Das klassische Abgrenzungskriterium der Weisungsgebundenheit verbunden mit im Einzelfall schwierigen Wertungsfragen erweist sich insb. bei der Beurteilung der Arbeitnehmereigenschaft in Grenzfällen der sog. Scheinselbstständigkeit vielfach als ungeeignet. Von Scheinselbstständigkeit wird dann gesprochen, wenn Erwerbstätige nach der Ausgestaltung ihrer Rechtsbeziehungen zwar wie Selbstständige behandelt werden sollen, tatsächlich jedoch wie abhängig Beschäftigte arbeiten und sich auch in ihrer sozialen Schutzbedürftigkeit von diesen nicht unterscheiden. Zur Feststellung einer solchen Scheinselbstständigkeit sah § 7 Abs. 4 SGB IV a.F. noch eine Vermutungsregelung vor. Diese Vermutungsregelung ist durch das Zweite Gesetz für moderne Dienstleistungen am Arbeitsmarkt v. 23.12.2002 (BGBl I, 4621) entfallen. Heute grenzt § 7 Abs. 1 SGB VI nach dem Merkmal des Arbeitnehmerbegriffs ab. Es empfiehlt sich, sorgfältig zu prüfen, ob der Betreffende freiwillig ein Unternehmerrisiko auf sich genommen hat (dann Selbstständiger) oder ob ihm ein Unternehmerrisiko aufgezwungen wurde (dann Arbeitnehmer). Die Übernahme des Unternehmerrisikos wird indiziell geprüft. Danach ist in folgenden Fällen die Arbeitnehmereigenschaft i.d.R. zu bejahen, obwohl der Betroffene im Vertrag als Selbstständiger bezeichnet wird:

Das Unternehmerrisiko wurde nicht freiwillig übernommen;
der Vertrag enthält keine ausgewogene Mischung aus Chancen und Risiken, sondern legt ihm nur unternehmerische Risiken ohne entsprechende Chancen auf;
der Betreffende verfügt über keine eigene Organisation oder eigenes Kapital;
der Betreffende nutzt Betriebsmittel seines Auftraggebers;
er beschäftigt keine eigenen Mitarbeiter;
er hat nur einen Vertragspartner, tritt also nicht selbst am Markt auf;
der Betreffende ist von seinem Auftraggeber wirtschaftlich abhängig.
Wegen weiterer Einzelheiten zur Abgrenzung des Arbeitnehmers vom Selbstständigen vgl. unten Rdn 748 ff.).

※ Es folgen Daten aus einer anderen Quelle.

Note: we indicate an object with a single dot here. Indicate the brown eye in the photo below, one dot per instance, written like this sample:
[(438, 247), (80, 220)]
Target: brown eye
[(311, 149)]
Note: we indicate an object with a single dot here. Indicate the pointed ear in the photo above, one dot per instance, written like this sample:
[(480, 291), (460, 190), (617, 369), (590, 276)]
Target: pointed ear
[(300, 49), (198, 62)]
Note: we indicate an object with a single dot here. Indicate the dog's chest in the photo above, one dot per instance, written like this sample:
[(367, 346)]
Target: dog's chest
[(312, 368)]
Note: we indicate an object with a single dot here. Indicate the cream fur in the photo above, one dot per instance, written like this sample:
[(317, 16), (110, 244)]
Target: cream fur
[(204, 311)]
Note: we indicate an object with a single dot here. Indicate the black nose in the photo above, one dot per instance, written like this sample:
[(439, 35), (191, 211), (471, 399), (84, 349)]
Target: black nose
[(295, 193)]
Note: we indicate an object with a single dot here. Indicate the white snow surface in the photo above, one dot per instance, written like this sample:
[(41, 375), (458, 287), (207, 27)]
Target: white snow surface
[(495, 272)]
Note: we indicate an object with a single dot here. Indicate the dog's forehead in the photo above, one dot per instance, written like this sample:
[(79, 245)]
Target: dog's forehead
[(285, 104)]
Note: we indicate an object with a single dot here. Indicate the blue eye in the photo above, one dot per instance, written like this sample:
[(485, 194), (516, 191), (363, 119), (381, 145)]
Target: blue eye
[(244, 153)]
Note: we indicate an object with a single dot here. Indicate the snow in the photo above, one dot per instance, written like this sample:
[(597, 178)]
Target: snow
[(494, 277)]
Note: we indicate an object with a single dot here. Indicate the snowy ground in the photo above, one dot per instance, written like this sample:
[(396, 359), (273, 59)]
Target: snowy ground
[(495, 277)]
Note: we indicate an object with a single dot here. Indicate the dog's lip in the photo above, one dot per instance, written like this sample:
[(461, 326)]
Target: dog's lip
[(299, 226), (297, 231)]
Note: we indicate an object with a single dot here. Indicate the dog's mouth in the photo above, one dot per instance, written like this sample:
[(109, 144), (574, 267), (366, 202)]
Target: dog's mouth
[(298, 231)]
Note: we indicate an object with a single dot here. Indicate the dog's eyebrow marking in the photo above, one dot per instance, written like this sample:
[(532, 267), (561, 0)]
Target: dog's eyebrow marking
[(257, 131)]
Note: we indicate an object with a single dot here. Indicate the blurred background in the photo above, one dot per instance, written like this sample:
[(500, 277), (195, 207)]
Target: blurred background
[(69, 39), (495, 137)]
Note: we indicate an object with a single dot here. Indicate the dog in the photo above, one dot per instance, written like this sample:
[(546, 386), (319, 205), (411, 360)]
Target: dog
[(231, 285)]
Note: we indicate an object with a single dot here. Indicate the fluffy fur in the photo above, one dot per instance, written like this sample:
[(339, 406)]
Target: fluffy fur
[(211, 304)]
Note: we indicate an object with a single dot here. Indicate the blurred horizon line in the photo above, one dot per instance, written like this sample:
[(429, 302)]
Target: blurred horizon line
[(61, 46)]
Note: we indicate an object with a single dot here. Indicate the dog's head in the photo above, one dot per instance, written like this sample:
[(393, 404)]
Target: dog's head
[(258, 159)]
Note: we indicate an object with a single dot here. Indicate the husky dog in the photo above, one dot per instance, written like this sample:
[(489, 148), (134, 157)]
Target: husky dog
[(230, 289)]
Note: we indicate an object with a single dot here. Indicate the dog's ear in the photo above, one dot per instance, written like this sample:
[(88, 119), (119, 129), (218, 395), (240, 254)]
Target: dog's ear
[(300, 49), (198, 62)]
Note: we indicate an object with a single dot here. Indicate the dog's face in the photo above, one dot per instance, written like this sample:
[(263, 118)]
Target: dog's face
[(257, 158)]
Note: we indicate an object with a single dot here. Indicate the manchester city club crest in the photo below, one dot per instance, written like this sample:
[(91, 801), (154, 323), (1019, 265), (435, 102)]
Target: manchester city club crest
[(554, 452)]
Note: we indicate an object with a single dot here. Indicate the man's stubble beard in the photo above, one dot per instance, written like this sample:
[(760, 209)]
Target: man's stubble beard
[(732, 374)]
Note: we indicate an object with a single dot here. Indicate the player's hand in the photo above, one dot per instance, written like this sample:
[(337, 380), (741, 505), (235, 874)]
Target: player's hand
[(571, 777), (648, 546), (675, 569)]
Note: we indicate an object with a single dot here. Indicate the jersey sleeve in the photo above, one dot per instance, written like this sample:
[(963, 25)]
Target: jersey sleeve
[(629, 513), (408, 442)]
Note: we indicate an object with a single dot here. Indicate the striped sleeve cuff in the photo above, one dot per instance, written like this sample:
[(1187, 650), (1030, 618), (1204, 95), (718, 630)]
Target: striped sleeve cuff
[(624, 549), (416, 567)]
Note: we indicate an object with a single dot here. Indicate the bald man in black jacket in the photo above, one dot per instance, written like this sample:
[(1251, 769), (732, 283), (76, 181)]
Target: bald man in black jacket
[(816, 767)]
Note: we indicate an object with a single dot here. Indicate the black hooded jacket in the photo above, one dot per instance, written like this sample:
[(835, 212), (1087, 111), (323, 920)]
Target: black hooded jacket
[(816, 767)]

Für die Bewertung der Eingliederung in die betriebliche Arbeitsorganisation sind z.B. folgende Punkte hilfreich:

Einrichtung einer auf den Auftraggeber bestimmten E-Mail-Adresse,
Visitenkarten des Auftraggebers,
namentliche Benennung im Organigramm des Auftraggebers,
Nutzung von Sozialeinrichtungen des Auftraggebers,
eigenes Büro im Betrieb des Ratgebers,
Gestellung von Arbeitskleidung durch Auftraggeber,
telefonische Erreichbarkeit über den Auftraggeber.